In the background, Rogelio, her father, said, "Tell her to stop the drama. She's always been a heavy burden."

Then she heard Renata, her younger sister, screaming excitedly:

"Ask her if she's seen my handbag! It's limited edition!"

Daniela closed her eyes.

That credit card wasn't a personal luxury. It was tied to her business operations. With it, she paid for campaigns, software licenses, client hotels, and production advances.

Her family hadn't just stolen from her.

They'd put her business at risk, the one she'd built over 8 years.

Throughout her life, Daniela had been "the responsible one." When Rogelio lost his job, she paid the mortgage. When Teresa needed dental surgery, Daniela covered the bill. When Renata crashed a borrowed car, Daniela paid the damages to avoid a lawsuit.

But every time Daniela asked for boundaries, they called her selfish.

Months earlier, Renata had tried to take out furniture on credit using Daniela's CURP, RFC, and a copy of her INE. Daniela had almost reported her but Teresa cried for hours. Rogelio accused her of trying to destroy her own sister. Renata swore it was "a misunderstanding."
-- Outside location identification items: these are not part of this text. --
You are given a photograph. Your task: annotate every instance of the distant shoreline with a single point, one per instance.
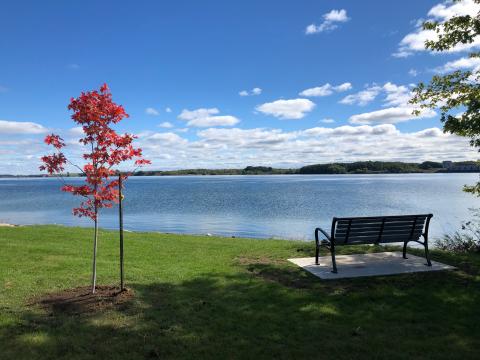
(354, 168)
(263, 174)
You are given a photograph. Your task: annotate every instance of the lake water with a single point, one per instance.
(284, 206)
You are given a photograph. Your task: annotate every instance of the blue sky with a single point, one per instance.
(331, 79)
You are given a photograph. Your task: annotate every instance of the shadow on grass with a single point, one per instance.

Daniela didn't press charges.

But she started saving evidence.

Screenshots. Audios. Bank alerts. Rejected loan requests. Messages where her mother asked for documents "for a family process."

Everything went into a folder called EMERGENCIA.

That night, she realized why she'd never deleted it.

"Don't celebrate yet," she said.

Teresa laughed even harder.

"And what are you going to do? Call the police on your own parents? Don't be ridiculous, Daniela."

She looked at the $99,000 gone and replied with a calm she didn't even know she had.

"I'm going to do something much worse for you: I'm going to let the evidence speak."

In that moment, her phone buzzed again.

Someone had just tried to open another card in her name.